Because so many diagnostic and treatment errors had their origins in miscommunication, Dr. Woolf and his colleagues suggest that safety initiatives should "focus less on professional interventions to improve clinical judgment and more on management systems to enhance the quality of information transfer."
Although he said most "docs in the trenches" are not inclined to perform a root-cause analysis on reported errors, Bruce Bagley, MD, medical director of quality improvement for the American Academy of Family Physicians, agreed that clear communication would go a long way in improving primary care safety.
"In the big picture, miscommunication is the upstream cause for a lot of problems," he said. "There's the picture of a doc just barking orders at a nursing station and walking away. That's the antithesis of patient safety as far as I'm concerned."
Dr. Bagley said staff has to be "empowered" to speak up when instructions are not clear; special care has to be taken when speaking to patients using an interpreter or when patients are not using their first language; and medical jargon should be avoided.
"It's just as easy to say 'kidney' as it is to say 'renal,' " Dr. Bagley said.
Dr. Woolf noted how safety research is evolving from its origins of picking off the "low-hanging fruit" of obvious hospital safety problems, to looking at how errors occur in the location where most patients get their care: the primary care doctor's office.
"There is a growing interest in attempting to understand errors in the primary care setting," he said. "Finding those types of solutions is more challenging, but the payoff is that the improvements in health care are going to be great."
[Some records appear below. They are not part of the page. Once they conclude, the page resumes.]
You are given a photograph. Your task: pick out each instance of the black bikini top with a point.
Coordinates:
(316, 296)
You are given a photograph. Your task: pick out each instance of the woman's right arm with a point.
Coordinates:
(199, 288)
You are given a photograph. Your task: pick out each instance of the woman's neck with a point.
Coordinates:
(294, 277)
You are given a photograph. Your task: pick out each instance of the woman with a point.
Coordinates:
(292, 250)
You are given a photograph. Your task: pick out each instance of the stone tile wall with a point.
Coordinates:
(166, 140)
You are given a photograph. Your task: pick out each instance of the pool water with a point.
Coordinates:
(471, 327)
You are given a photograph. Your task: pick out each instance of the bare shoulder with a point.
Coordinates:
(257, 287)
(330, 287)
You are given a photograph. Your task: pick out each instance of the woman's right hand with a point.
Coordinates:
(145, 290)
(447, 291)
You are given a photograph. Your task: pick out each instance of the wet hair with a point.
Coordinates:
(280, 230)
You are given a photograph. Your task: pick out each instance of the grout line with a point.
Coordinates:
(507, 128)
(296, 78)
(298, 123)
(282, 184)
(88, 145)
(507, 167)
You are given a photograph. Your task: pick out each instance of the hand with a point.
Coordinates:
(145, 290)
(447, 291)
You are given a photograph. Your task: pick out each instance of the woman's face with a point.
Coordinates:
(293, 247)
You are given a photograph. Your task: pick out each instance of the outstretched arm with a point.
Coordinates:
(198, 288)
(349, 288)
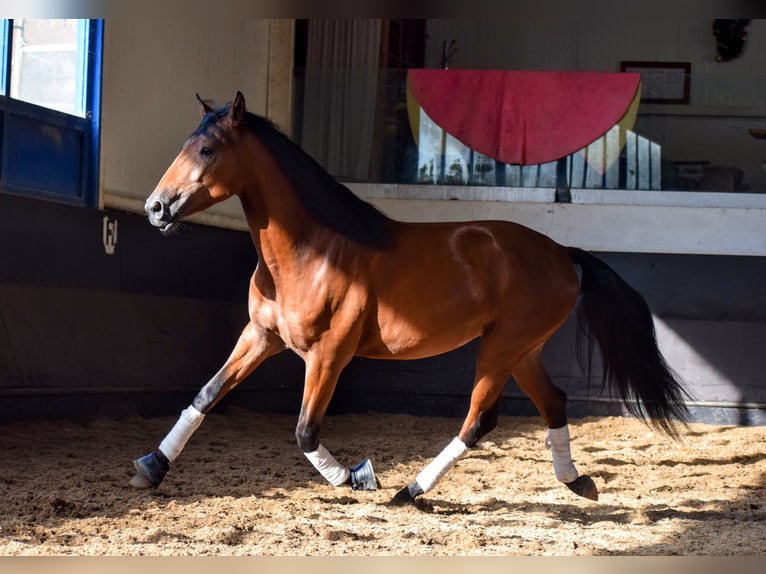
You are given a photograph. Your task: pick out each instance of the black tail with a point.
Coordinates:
(618, 318)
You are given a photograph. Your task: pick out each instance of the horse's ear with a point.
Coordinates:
(237, 109)
(203, 107)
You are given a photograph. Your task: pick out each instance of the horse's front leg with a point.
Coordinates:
(254, 345)
(321, 378)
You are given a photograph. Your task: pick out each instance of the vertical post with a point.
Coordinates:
(563, 193)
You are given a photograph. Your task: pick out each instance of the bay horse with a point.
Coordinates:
(336, 278)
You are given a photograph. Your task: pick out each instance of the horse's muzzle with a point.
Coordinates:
(160, 215)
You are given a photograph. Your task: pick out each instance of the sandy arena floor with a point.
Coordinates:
(242, 487)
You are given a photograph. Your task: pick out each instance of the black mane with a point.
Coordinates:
(328, 201)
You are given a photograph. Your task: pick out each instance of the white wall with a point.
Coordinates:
(726, 99)
(152, 70)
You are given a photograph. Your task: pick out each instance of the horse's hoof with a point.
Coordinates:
(151, 469)
(406, 495)
(363, 476)
(402, 498)
(584, 486)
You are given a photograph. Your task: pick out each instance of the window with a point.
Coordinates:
(49, 108)
(48, 64)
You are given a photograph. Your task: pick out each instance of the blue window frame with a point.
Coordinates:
(45, 152)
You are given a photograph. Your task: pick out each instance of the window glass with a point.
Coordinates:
(48, 63)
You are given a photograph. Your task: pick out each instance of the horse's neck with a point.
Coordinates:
(284, 234)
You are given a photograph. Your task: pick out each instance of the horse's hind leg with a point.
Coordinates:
(254, 345)
(550, 401)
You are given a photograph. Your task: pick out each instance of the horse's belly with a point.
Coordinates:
(419, 335)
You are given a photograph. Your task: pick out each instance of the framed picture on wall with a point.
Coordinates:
(661, 82)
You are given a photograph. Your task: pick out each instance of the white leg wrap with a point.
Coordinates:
(558, 443)
(439, 466)
(335, 473)
(189, 421)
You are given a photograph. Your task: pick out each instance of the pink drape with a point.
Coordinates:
(524, 117)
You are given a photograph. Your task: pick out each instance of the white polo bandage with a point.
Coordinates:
(335, 473)
(558, 443)
(439, 466)
(189, 421)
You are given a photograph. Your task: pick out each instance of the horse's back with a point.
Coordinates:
(443, 284)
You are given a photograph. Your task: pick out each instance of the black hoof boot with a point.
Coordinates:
(406, 495)
(151, 469)
(584, 486)
(363, 476)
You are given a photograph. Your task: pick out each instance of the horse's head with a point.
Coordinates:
(202, 174)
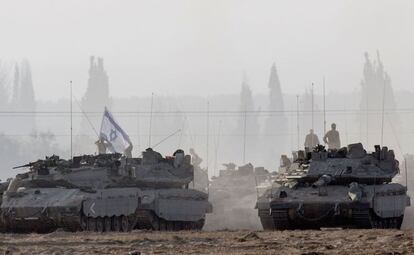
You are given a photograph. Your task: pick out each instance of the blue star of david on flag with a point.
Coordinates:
(115, 136)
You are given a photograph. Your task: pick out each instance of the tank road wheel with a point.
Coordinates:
(170, 225)
(99, 225)
(177, 226)
(107, 224)
(281, 219)
(91, 224)
(84, 223)
(155, 223)
(163, 225)
(200, 224)
(116, 224)
(124, 223)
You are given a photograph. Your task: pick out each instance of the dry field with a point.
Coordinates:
(217, 242)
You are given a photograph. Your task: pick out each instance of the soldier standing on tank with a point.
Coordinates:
(311, 140)
(332, 138)
(101, 144)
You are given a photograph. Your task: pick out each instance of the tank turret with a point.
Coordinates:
(348, 187)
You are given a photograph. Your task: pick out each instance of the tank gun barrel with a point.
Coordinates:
(26, 165)
(322, 181)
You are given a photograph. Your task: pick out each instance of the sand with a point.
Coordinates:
(217, 242)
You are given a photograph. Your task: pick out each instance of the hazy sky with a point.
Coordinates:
(203, 47)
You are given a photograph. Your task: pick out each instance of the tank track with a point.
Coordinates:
(368, 219)
(127, 223)
(281, 219)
A reflection of the growing interest in primary-care patient-safety could be found in the current issue of the Annals of Family Medicine, which includes two editorials and four reports on primary care patient-safety studies. These include Dr. Woolf's report on miscommunication and a study that looked at "reframing" questions that need to be asked when an initial diagnosis appears to be problematic.
Just as most patient-safety research has focused on hospitals, much of it has also looked at system causes. In this study, however, Ronald Epstein, MD, concluded that "there are elements that can and should be attributed to individual factors."
He said these are errors caused by failure to reframe an original diagnosis that automatically came to mind (for example, it's flu season, a patient has flu symptoms, so it's assumed the patient has the flu) and the premature closing of a visit to avoid confronting inconsistencies with this diagnosis.
"Sometimes a physician needs to say, 'This doesn't seem to fit, let's take a step back and look at it a different way,' " said Dr. Epstein, a professor of family medicine and psychiatry, and associate dean for educational evaluation and research at the University of Rochester in Rochester, N.Y.
Dr. Epstein said doctors need to develop "somatic markers" that alert them to fatigue leading to "low-level decision-making." These include noticing when doctors are feeling rushed or that handwriting is deteriorating.